Learnitweb

Text Preprocessing: Stopwords Removal using NLTK

1. Introduction

When working with text data, not all words contribute equally to understanding the meaning of a sentence.
Words like “is”, “the”, “in”, “at”, “of”, “an”, and “and” occur very frequently in text but usually do not carry important semantic meaning for NLP tasks such as classification, sentiment analysis, or topic modeling.

These words are called stopwords.

Stopwords are common words that are usually removed during the text preprocessing phase to:

  • Reduce noise in the text data.
  • Decrease the dimensionality of feature space.
  • Improve model efficiency and performance.

2. What are Stopwords?

Stopwords are words that occur so frequently in a language that they carry very little useful information for text analysis.

Examples in English:

['i', 'me', 'my', 'we', 'our', 'you', 'your', 'he', 'she', 'it', 
 'is', 'was', 'were', 'be', 'been', 'am', 'are', 'do', 'does', 
 'the', 'a', 'an', 'in', 'on', 'at', 'and', 'but', 'if', 'or']

In many NLP pipelines, stopwords are removed so that models can focus on more informative words.


3. Setting Up NLTK for Stopwords

The Natural Language Toolkit (NLTK) provides a pre-defined list of stopwords for several languages, including English, French, German, and Spanish.
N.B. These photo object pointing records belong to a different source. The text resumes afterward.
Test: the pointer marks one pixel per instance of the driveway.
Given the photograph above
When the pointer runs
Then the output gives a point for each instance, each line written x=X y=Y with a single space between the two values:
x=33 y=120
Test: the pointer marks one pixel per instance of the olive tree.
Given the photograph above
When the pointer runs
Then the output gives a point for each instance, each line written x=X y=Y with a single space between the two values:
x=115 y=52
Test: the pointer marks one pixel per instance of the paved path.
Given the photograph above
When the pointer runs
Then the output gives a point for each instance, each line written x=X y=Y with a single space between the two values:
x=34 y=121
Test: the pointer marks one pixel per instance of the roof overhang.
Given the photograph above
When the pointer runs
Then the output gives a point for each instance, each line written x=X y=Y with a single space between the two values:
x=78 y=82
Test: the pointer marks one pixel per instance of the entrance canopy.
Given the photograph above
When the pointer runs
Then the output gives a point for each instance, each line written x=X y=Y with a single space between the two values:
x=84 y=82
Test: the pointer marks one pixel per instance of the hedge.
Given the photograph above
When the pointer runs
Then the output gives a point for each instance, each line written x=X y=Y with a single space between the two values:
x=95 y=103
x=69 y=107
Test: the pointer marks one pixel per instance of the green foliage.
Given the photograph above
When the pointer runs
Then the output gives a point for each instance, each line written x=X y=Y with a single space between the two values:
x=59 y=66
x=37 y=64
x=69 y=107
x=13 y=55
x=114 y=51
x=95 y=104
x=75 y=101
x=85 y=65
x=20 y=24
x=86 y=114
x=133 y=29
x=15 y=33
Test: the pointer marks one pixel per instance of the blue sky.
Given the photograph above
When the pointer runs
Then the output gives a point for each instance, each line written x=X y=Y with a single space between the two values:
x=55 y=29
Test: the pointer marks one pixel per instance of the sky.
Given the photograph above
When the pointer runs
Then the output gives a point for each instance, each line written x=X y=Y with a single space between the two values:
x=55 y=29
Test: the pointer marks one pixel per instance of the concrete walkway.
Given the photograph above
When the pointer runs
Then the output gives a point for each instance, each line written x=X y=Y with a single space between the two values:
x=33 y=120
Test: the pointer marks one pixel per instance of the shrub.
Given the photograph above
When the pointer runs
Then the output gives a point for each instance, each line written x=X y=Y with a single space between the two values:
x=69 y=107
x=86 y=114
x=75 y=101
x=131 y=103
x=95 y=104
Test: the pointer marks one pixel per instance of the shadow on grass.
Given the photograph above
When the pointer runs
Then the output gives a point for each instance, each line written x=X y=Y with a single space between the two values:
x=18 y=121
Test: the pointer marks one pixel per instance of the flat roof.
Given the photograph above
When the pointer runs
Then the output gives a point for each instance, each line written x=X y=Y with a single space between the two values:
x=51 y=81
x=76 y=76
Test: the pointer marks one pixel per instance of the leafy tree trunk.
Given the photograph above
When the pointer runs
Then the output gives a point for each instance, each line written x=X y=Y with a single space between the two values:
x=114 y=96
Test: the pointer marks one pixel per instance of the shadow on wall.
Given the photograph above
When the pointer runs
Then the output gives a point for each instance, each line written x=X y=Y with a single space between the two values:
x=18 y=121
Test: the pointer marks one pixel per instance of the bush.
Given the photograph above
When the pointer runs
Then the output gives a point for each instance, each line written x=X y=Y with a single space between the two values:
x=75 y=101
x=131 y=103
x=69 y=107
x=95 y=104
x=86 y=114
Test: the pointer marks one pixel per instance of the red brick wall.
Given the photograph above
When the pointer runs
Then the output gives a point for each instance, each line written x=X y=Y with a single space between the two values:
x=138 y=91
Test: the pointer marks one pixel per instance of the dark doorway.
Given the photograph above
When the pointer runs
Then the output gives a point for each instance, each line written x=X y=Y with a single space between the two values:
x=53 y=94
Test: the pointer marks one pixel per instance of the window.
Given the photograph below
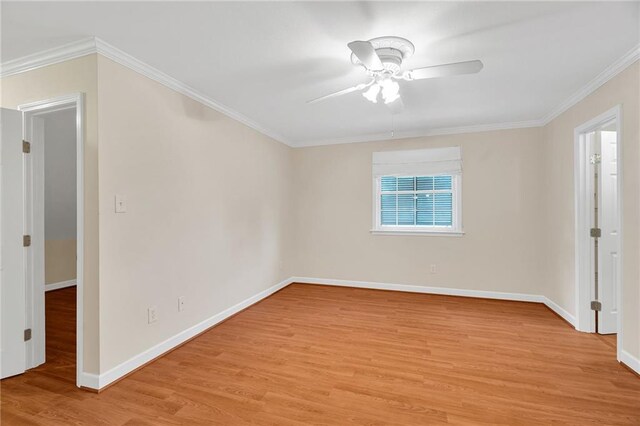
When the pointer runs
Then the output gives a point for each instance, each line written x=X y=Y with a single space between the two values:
x=418 y=203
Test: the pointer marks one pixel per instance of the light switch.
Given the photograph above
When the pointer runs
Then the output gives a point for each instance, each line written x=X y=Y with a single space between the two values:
x=121 y=204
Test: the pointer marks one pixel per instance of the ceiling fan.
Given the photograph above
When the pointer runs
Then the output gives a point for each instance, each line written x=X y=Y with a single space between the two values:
x=382 y=57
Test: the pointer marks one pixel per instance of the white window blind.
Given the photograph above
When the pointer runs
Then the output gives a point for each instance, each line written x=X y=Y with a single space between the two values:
x=418 y=162
x=418 y=190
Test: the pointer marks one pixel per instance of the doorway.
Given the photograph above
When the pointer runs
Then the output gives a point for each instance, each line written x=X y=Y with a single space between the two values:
x=53 y=217
x=598 y=225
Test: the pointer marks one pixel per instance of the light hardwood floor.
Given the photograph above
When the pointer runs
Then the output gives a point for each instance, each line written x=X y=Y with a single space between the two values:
x=327 y=355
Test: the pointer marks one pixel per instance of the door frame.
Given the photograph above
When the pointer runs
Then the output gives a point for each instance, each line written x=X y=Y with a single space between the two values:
x=34 y=221
x=585 y=320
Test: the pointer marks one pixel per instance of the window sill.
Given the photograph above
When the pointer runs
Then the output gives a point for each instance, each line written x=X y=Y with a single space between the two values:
x=417 y=232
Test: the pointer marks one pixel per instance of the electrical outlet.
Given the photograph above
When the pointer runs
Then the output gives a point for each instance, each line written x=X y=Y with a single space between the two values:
x=153 y=314
x=121 y=203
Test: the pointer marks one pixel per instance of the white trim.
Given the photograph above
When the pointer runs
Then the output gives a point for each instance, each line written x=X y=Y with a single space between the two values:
x=456 y=230
x=419 y=232
x=124 y=59
x=560 y=311
x=520 y=297
x=93 y=45
x=117 y=372
x=44 y=58
x=59 y=285
x=89 y=380
x=36 y=346
x=630 y=361
x=607 y=74
x=585 y=320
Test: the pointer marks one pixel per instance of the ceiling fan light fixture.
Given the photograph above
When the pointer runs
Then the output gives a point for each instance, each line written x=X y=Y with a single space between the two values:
x=372 y=93
x=390 y=90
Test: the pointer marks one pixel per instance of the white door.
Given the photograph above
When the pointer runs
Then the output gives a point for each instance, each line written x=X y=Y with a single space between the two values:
x=12 y=286
x=608 y=250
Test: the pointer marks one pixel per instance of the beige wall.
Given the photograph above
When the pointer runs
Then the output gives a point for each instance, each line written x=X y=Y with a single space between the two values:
x=209 y=212
x=74 y=76
x=218 y=212
x=59 y=261
x=558 y=143
x=501 y=207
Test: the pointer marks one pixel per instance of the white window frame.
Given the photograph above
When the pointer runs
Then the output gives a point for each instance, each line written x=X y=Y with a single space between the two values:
x=454 y=230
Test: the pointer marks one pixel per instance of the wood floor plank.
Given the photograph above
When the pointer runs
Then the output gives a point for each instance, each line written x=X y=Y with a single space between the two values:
x=335 y=356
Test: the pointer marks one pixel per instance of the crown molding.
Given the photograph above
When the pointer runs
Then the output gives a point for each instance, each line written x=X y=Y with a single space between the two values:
x=417 y=134
x=44 y=58
x=607 y=74
x=93 y=45
x=105 y=49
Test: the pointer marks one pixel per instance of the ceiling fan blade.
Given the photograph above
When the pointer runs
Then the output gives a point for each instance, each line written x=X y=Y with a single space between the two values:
x=340 y=93
x=468 y=67
x=367 y=54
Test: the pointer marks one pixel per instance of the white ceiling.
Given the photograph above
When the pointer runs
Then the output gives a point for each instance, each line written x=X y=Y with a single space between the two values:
x=266 y=59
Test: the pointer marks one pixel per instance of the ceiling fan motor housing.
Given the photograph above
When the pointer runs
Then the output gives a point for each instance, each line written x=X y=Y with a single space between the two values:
x=391 y=50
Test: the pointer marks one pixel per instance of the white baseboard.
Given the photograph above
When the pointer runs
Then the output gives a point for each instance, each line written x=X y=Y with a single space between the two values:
x=98 y=382
x=58 y=285
x=630 y=361
x=521 y=297
x=560 y=311
x=89 y=380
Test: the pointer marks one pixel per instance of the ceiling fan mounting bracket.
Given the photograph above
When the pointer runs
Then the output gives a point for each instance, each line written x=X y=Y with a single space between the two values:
x=391 y=50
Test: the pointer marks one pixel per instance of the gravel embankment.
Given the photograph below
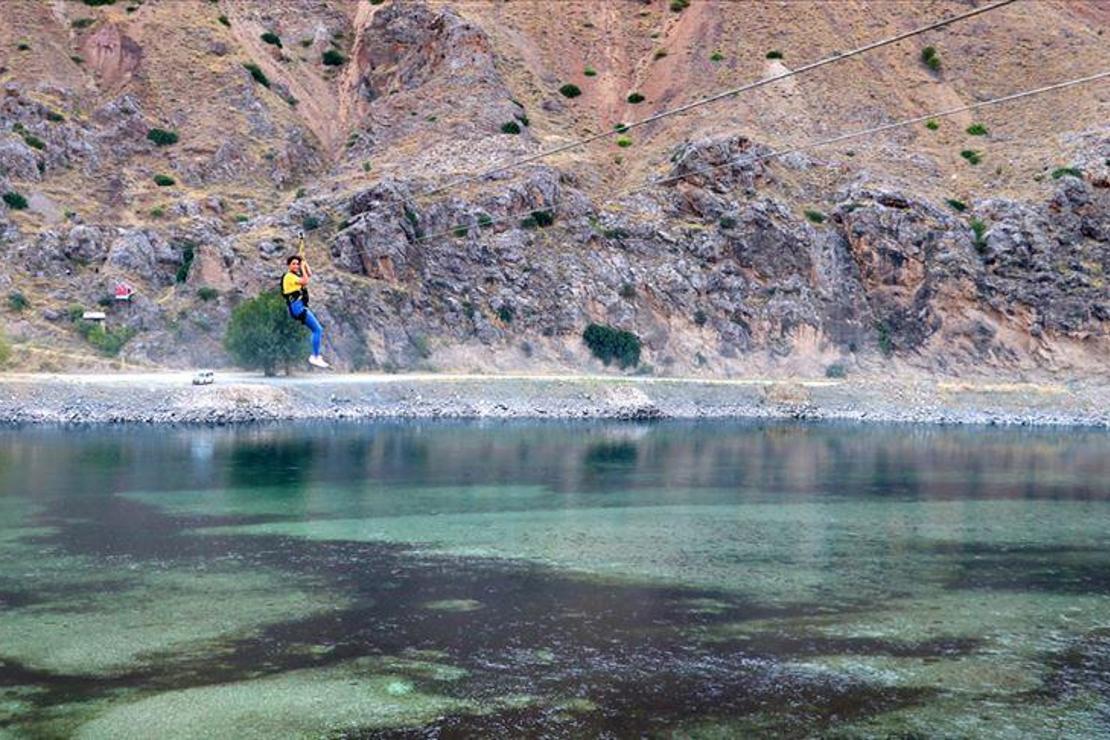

Step 1: Install and Import NLTK

If not installed:

pip install nltk

Step 2: Import Required Modules and Download Stopwords

import nltk
from nltk.corpus import stopwords
from nltk.tokenize import word_tokenize

# Download necessary resources
nltk.download('stopwords')
nltk.download('punkt')

4. Viewing the Stopword List in NLTK

You can easily view the available stopwords for English or any other supported language.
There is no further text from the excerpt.